Does a Kentucky hill farmer become progressive and move on with his corn? For generations, Hickory King was good enough. It was not so sweet and would last forever and was good at the mill. You could save the seed and cheat Mr. DeKalb. But for ros’n ears, Hickory King had its shortcomings. Two days after you picked it it got hard and tough, politician-like.

So modernism set in, and wanting sweet stuff is part of modern and, one by one, farmers abandoned tradition and switched to Silver Queen, sweeter, and you didn’t have to run to the house to boil it before it toughened.

You put it in a churn with salt water and put rags over the churn and have all winter what many mountain people love and what some of us can’t understand how anybody could eat it.

Along about Jimmy Carter, people who had always stuck with white were willing to try yellow, and they started coming out with fancy new hybrid corn seed, and the race was on. All the really cool people try to plant the latest corn sensation. There was Kandy Korn for us a few years, then there was Peaches and Cream, a biracial one-and-doner for me. It’s like sweet and sour sauce. Make up your mind.

Now the avant garde corn is Honey Select (or is it Honey Delight, or Honey Deluxe? It’s Honey Something).

This stuff costs about $20 a pound for the seed. But gnaw a couple of rows and soon you will attack that ear like a beaver. It is wonderfully sweet, and you can shuck it, stick it in a bag and freeze it and months later it tastes like you just picked it. If you have good bags.

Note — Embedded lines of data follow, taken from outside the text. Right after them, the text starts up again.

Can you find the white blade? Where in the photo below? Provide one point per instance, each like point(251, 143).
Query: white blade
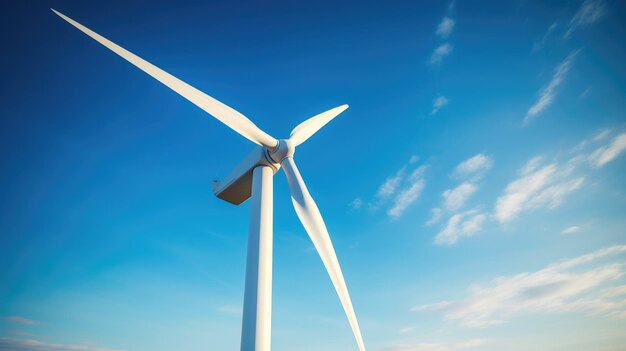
point(309, 127)
point(312, 220)
point(223, 113)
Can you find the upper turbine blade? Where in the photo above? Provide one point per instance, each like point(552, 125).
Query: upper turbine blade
point(309, 127)
point(314, 225)
point(223, 113)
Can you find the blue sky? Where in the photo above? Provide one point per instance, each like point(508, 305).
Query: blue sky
point(474, 190)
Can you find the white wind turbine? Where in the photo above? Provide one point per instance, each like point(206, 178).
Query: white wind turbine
point(253, 178)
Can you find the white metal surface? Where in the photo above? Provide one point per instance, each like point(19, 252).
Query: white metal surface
point(253, 177)
point(257, 305)
point(306, 129)
point(225, 114)
point(311, 218)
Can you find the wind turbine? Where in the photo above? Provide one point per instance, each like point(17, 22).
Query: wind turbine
point(252, 177)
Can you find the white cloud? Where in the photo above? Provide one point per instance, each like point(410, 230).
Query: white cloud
point(390, 185)
point(588, 13)
point(561, 287)
point(519, 191)
point(440, 52)
point(475, 166)
point(537, 187)
point(356, 204)
point(454, 199)
point(34, 345)
point(405, 198)
point(406, 330)
point(17, 320)
point(401, 189)
point(459, 225)
point(570, 230)
point(466, 344)
point(444, 29)
point(608, 153)
point(541, 43)
point(435, 216)
point(546, 96)
point(438, 103)
point(230, 309)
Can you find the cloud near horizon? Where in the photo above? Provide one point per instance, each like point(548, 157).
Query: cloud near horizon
point(10, 344)
point(561, 287)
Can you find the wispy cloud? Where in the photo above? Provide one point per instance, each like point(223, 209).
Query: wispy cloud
point(537, 187)
point(543, 184)
point(589, 12)
point(435, 216)
point(474, 167)
point(542, 42)
point(607, 153)
point(408, 195)
point(34, 345)
point(17, 320)
point(561, 287)
point(547, 94)
point(230, 309)
point(356, 204)
point(459, 225)
point(398, 191)
point(454, 199)
point(440, 52)
point(438, 103)
point(445, 27)
point(570, 230)
point(466, 223)
point(461, 345)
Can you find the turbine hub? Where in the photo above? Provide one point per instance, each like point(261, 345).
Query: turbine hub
point(284, 149)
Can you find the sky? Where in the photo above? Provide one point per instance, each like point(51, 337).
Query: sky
point(474, 189)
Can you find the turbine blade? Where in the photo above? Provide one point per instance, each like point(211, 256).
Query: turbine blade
point(225, 114)
point(309, 127)
point(314, 225)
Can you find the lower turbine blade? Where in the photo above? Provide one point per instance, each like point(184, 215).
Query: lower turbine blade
point(314, 225)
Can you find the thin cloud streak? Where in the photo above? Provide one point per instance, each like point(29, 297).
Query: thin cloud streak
point(547, 94)
point(18, 320)
point(34, 345)
point(462, 224)
point(588, 13)
point(475, 167)
point(444, 29)
point(438, 103)
point(440, 52)
point(608, 153)
point(557, 288)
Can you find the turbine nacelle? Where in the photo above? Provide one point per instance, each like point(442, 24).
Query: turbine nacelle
point(285, 148)
point(237, 188)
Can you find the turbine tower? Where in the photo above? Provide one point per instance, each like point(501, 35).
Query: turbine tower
point(253, 178)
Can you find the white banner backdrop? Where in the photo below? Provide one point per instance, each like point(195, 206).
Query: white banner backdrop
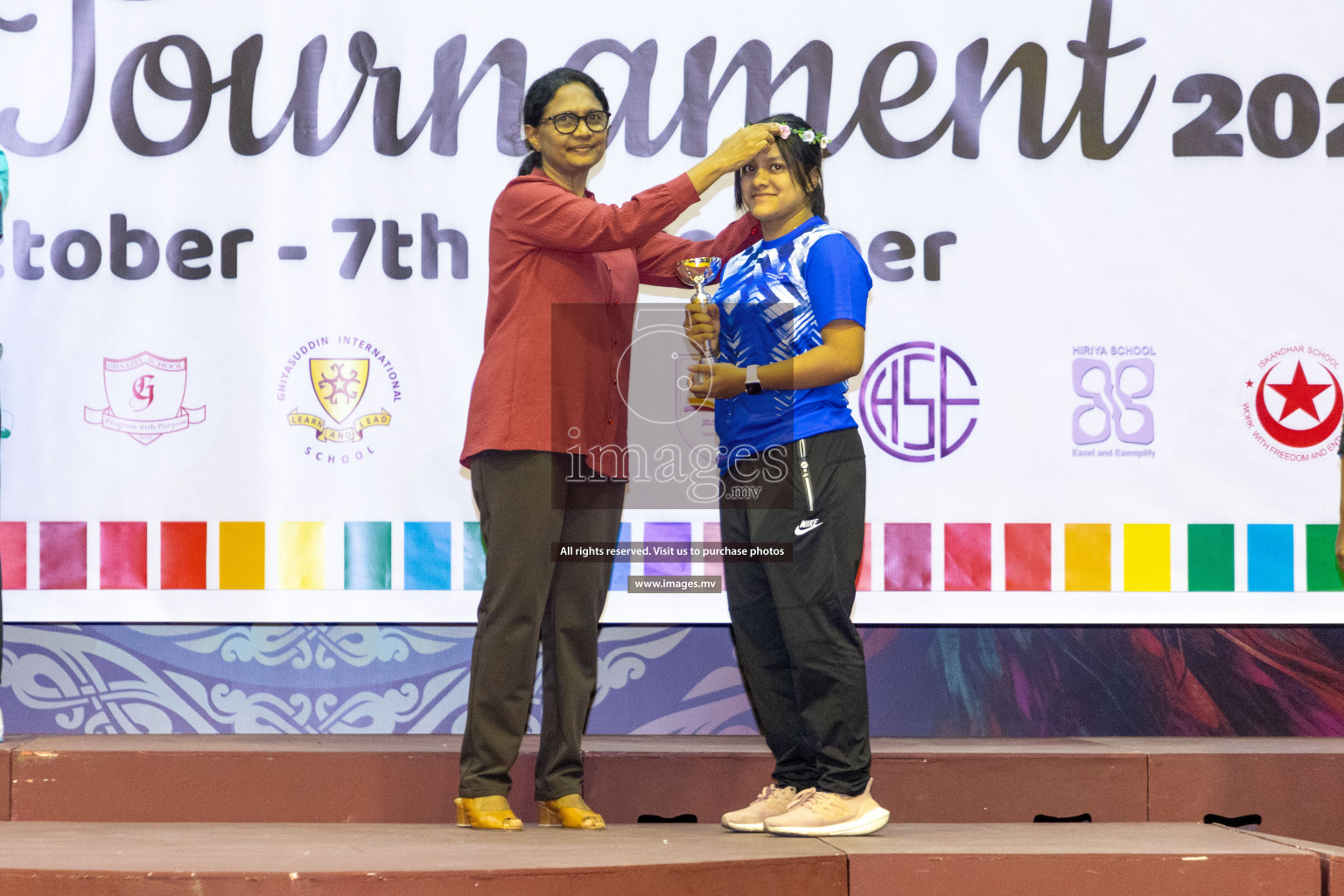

Remember that time they caught that prisoner sneaking two cases of beer and several bottles of liquor into the prison in Martin County, all in a single plastic bag, which caused us to wonder if we were buying the right plastic bags.

But now my little field is hooked on a plant for which you have to buy seed from Fortune 500 farmers, and which will soon be supplanted by something sweeter and more expensive.

But I must go now and tote a poke of Honey Select to the mill and hope the sugars don’t clog up the millstones.